I was wondering if there exists a reliable way to extract the $n$th root of a given number. For example, if you have a large perfect square such as 10,404, how would I go about taking its square root by hand?

And what about cube roots? Is there a way to find the cube root of any number by hand?

If there is a way to take the cube and square roots of any number, is there a technique that can be applied to extract the cube or square root of polynomials? What about any root?

I think that, if there is a way to take the $n$th root of any number of polynomial, I would benefit from learning it, since I consider being able to work with roots important to my algebra foundation.

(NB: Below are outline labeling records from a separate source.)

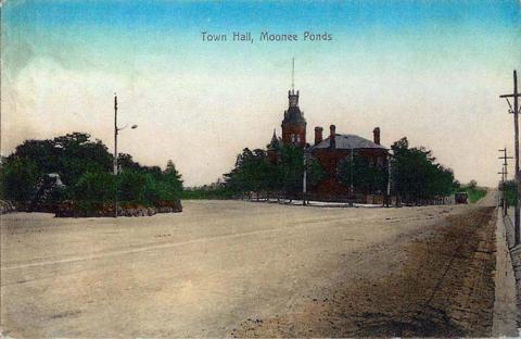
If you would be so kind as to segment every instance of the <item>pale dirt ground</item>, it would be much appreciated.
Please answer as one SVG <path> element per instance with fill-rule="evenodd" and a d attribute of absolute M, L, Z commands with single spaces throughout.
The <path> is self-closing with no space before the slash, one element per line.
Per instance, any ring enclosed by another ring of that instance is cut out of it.
<path fill-rule="evenodd" d="M 249 318 L 298 312 L 339 282 L 380 281 L 401 267 L 404 246 L 476 209 L 183 208 L 117 222 L 3 215 L 4 334 L 229 336 Z"/>

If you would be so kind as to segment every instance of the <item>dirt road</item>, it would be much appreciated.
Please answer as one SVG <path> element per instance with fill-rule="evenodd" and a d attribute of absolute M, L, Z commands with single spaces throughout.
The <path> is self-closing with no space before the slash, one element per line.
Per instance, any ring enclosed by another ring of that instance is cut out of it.
<path fill-rule="evenodd" d="M 180 214 L 116 223 L 9 214 L 0 326 L 14 337 L 386 335 L 382 325 L 403 328 L 418 310 L 431 317 L 440 313 L 430 309 L 460 304 L 484 307 L 485 334 L 488 259 L 469 268 L 482 272 L 483 303 L 439 291 L 461 286 L 475 272 L 448 277 L 493 250 L 490 212 L 193 201 Z M 406 322 L 393 307 L 409 303 Z M 472 312 L 443 332 L 469 332 Z M 410 326 L 404 335 L 418 332 Z"/>

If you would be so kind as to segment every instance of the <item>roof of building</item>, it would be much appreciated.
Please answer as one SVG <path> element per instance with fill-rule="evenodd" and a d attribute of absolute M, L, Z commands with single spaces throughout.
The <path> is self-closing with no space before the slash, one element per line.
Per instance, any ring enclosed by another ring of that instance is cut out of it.
<path fill-rule="evenodd" d="M 335 149 L 350 150 L 350 149 L 382 149 L 386 150 L 384 146 L 372 142 L 371 140 L 365 139 L 355 135 L 340 135 L 336 134 L 334 137 Z M 312 146 L 309 151 L 317 149 L 329 149 L 330 138 L 326 138 L 320 141 L 318 145 Z"/>

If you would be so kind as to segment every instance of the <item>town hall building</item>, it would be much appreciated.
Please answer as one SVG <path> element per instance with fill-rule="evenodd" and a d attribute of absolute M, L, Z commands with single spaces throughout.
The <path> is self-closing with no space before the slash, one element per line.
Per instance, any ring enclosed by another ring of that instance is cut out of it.
<path fill-rule="evenodd" d="M 387 167 L 389 150 L 380 143 L 380 128 L 376 127 L 372 130 L 372 140 L 369 140 L 356 135 L 338 134 L 334 125 L 329 127 L 329 135 L 323 138 L 323 128 L 317 126 L 315 140 L 310 145 L 306 139 L 307 124 L 304 112 L 298 106 L 298 90 L 291 89 L 288 92 L 289 106 L 282 120 L 282 138 L 278 138 L 274 130 L 271 141 L 267 146 L 269 161 L 277 161 L 278 151 L 282 145 L 301 147 L 308 156 L 315 158 L 326 172 L 322 180 L 308 188 L 313 199 L 335 201 L 355 198 L 359 202 L 382 203 L 384 191 L 355 190 L 352 193 L 339 177 L 339 166 L 352 154 L 364 156 L 371 165 Z"/>

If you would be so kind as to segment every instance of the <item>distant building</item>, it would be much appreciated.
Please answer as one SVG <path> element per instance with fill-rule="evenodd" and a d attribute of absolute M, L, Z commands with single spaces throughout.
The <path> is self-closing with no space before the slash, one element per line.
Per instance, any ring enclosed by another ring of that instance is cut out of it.
<path fill-rule="evenodd" d="M 329 128 L 329 136 L 323 139 L 322 127 L 315 127 L 315 140 L 310 146 L 306 142 L 306 120 L 298 108 L 298 91 L 288 92 L 289 108 L 284 111 L 282 120 L 282 138 L 274 136 L 269 142 L 268 159 L 276 162 L 282 145 L 295 145 L 305 149 L 307 154 L 318 160 L 326 172 L 318 185 L 309 187 L 309 193 L 320 200 L 342 200 L 350 198 L 350 188 L 343 185 L 339 177 L 339 167 L 342 162 L 353 154 L 358 154 L 368 160 L 370 164 L 381 168 L 387 167 L 389 150 L 380 143 L 380 128 L 372 130 L 372 140 L 350 134 L 338 134 L 334 125 Z M 384 191 L 354 191 L 356 200 L 369 203 L 381 203 Z"/>

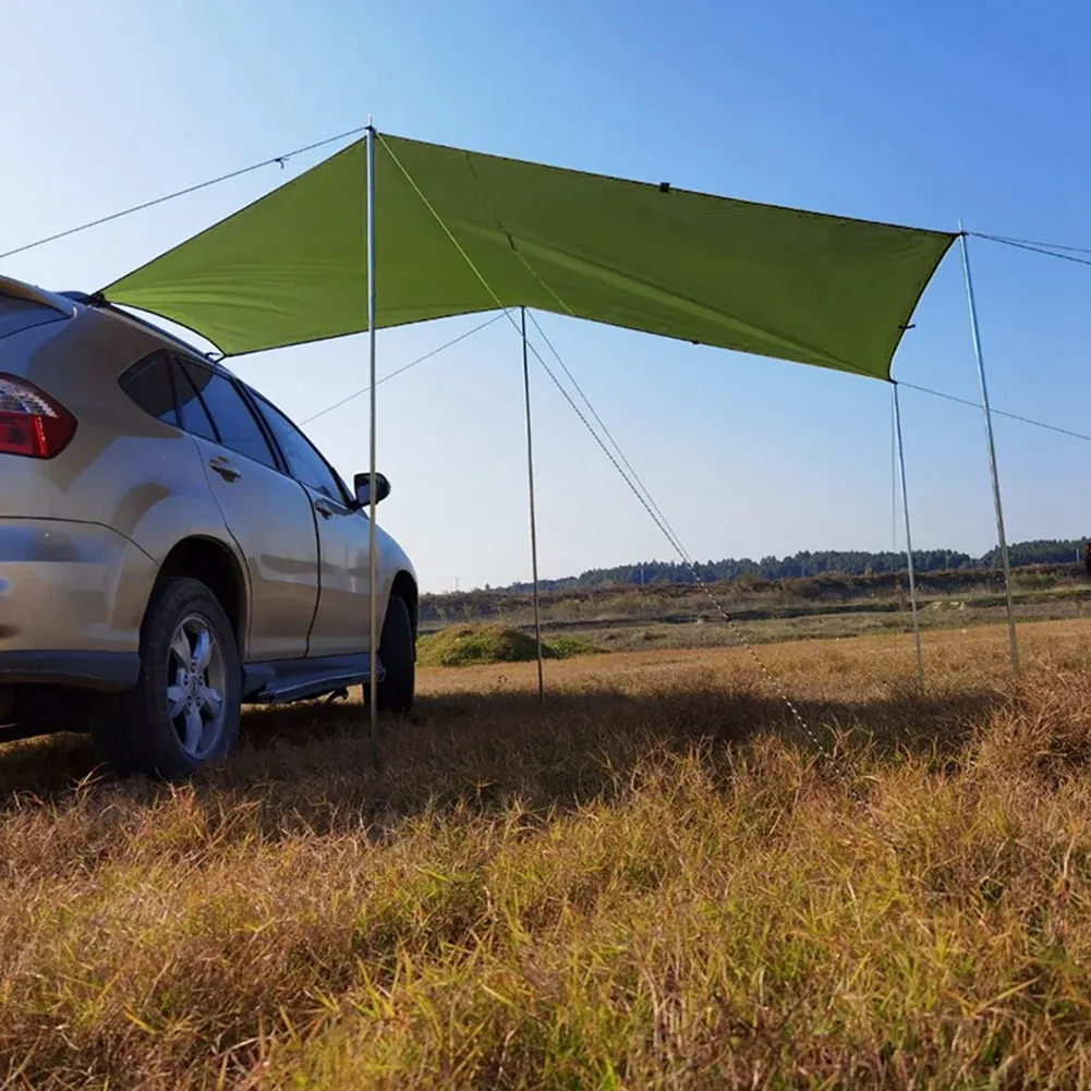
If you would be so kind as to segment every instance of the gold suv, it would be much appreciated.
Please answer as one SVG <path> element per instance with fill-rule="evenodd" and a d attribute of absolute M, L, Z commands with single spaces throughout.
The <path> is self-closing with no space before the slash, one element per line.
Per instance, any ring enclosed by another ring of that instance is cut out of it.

  • $\begingroup$ For the square root, there is a method similar to the usual division by a number. If we know that the number is a perfect square we can restrict the possibilities (ending digits , residue mod 9). For cube roots and higher , I am not aware of an efficient method by hand. $\endgroup$
    – Peter
    Feb 25 at 18:58
  • $\begingroup$ For square roots we can use the algorithm described here under "Digit-by-digit calculation" / "Decimal (base 10)" $\endgroup$ Feb 25 at 19:03
  • $\begingroup$ @StefanOctavian I've seen similar algorithms for higher roots done (somehow you take 3-digits at a time for cube roots.) But they stopped teaching the square-root extraction the year before I would have had to learn it. $\endgroup$
    – B. Goddard
    Feb 25 at 20:38

1 Answer 1


If you would like to compute $\sqrt[p]{a}$, the following iterative process will do it to whatever accuracy you please:

First, make a guess and call it $x_0$. Then perform this iteration:

$$x_{n+1} = \frac{(p-1)x_n^p+a}{px^{k-1}}.$$

For instance, if you want $\sqrt[5]{11}$, guess that $x_0=2$. The iteration looks like

$$x_{n+1} = \frac{4x_n^5+11}{5x_n^4}.$$

So we have $$x_1 = \frac{4\cdot2^5+11}{5\cdot 2^4} = \frac{139}{80}=1.7375.$$

$$x_2=\frac{4\cdot1.7375^5+11}{5\cdot 1.7375^4} = 1.631392308.$$

This number to the 5th power is $11.55558806$, so we're getting close.

$$x_3=\frac{4\cdot1.631392308^5+11}{5\cdot 1.631392308^4} = 1.615704970.$$

And $1.615704970^5 = 11.0105\ldots.$

This is an implementation of Newton's Method on the polynomial $x^p-a$.